Imagine you are integrating a complex third-party payment processor for the first time. You could spend three weeks reading every edge case in the documentation and trying to build a "perfect" wrapper. Or, applying YWBTA, you spend two days building a "happy path" integration. This integration is "temporary." As you use it, you learn exactly how the API responds to your specific data. You discover which errors actually happen and which are theoretical. Two weeks later, you "build it again" from scratch. This second version takes only three days and is vastly more robust than the "perfect" version you would have spent three weeks on, because it’s based on real-world interaction, not documentation theory.

Scenario 2: The MVP Dashboard

A founder wants a complex data dashboard with 20 different filters. Instead of building a scalable GraphQL backend with complex indexing, the developer applies YWBTA. They build a simple, "brute force" version that pulls all data into the client and filters it there. It’s slow if there are 10,000 rows, but currently, there are only 50. This "temporary construct" allows the founder to show it to users. They realize users only actually care about three of the filters. When the developer "builds it again" for production, they only build the three filters that matter, saving weeks of work on the other 17.

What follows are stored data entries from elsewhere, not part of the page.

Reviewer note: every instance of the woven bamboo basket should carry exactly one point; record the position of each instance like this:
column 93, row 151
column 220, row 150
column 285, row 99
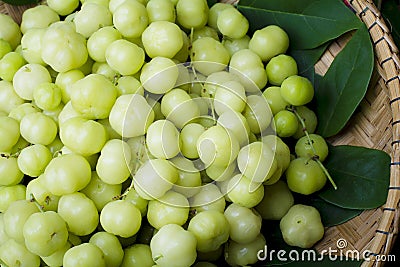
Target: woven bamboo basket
column 375, row 125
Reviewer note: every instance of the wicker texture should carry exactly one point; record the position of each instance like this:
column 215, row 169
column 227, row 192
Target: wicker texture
column 376, row 124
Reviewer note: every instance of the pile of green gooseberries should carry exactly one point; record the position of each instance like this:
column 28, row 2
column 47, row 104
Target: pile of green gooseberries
column 151, row 133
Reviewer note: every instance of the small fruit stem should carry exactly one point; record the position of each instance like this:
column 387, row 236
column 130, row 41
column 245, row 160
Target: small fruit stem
column 33, row 199
column 139, row 163
column 315, row 157
column 196, row 77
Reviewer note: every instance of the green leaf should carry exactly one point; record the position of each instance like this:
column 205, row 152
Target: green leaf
column 309, row 23
column 342, row 88
column 306, row 59
column 361, row 174
column 212, row 2
column 331, row 215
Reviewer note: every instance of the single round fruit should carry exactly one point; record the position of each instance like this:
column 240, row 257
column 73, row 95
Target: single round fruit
column 302, row 226
column 297, row 90
column 305, row 176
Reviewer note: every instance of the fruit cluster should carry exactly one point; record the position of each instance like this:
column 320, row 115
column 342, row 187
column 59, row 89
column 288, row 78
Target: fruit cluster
column 151, row 133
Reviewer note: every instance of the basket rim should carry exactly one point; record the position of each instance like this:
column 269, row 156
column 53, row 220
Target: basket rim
column 388, row 63
column 386, row 56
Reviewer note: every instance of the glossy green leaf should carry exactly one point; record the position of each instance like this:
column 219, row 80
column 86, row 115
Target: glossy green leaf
column 306, row 59
column 361, row 174
column 309, row 23
column 342, row 88
column 332, row 215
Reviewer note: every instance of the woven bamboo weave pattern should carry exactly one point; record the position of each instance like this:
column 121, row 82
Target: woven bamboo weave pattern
column 376, row 124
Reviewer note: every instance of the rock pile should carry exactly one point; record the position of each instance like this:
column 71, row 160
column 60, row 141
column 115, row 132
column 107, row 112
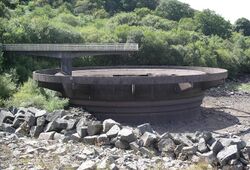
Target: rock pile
column 79, row 126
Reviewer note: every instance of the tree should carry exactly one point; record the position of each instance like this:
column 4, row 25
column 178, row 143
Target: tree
column 243, row 25
column 174, row 10
column 209, row 23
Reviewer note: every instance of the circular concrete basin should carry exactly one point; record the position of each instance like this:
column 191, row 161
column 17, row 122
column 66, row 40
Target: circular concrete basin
column 135, row 93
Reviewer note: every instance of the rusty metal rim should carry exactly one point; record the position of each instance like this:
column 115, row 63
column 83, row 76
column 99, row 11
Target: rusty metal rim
column 212, row 74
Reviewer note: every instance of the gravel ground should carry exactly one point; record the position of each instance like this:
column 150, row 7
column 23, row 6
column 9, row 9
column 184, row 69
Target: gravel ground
column 225, row 111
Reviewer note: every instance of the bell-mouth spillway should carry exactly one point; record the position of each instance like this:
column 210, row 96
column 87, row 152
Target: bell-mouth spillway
column 134, row 93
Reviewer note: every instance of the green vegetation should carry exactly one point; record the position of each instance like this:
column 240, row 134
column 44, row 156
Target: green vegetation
column 169, row 32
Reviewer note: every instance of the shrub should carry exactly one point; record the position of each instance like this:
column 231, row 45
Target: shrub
column 30, row 94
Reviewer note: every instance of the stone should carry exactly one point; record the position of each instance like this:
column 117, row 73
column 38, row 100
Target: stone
column 46, row 136
column 71, row 124
column 166, row 144
column 146, row 127
column 181, row 139
column 30, row 119
column 75, row 137
column 41, row 113
column 94, row 128
column 103, row 139
column 134, row 146
column 59, row 136
column 109, row 123
column 216, row 147
column 208, row 157
column 202, row 146
column 40, row 121
column 189, row 150
column 146, row 152
column 5, row 115
column 17, row 122
column 87, row 165
column 228, row 153
column 51, row 126
column 148, row 139
column 55, row 115
column 122, row 144
column 90, row 139
column 35, row 131
column 82, row 131
column 113, row 131
column 126, row 135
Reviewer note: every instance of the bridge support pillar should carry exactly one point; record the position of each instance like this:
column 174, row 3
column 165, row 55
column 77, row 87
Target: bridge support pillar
column 66, row 65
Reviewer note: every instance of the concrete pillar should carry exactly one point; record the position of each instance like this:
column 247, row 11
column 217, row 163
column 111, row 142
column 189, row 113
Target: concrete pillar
column 66, row 65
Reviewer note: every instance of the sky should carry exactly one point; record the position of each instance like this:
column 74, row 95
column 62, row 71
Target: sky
column 229, row 9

Scenario 3: The Architecture Pivot

A team builds a system using a NoSQL database because it’s fast to set up. As the application grows, they realize the relational nature of their data makes NoSQL a nightmare. Without the YWBTA mindset, the team might feel they've "failed" or try to force the NoSQL DB to work forever to avoid "wasting" the initial work. With YWBTA, they recognize that the NoSQL version was a necessary step to learn the data's true structure. They rebuild the data layer in PostgreSQL, doing it "cheaper and better" because they already know the schema requirements inside and out from their time with the first version.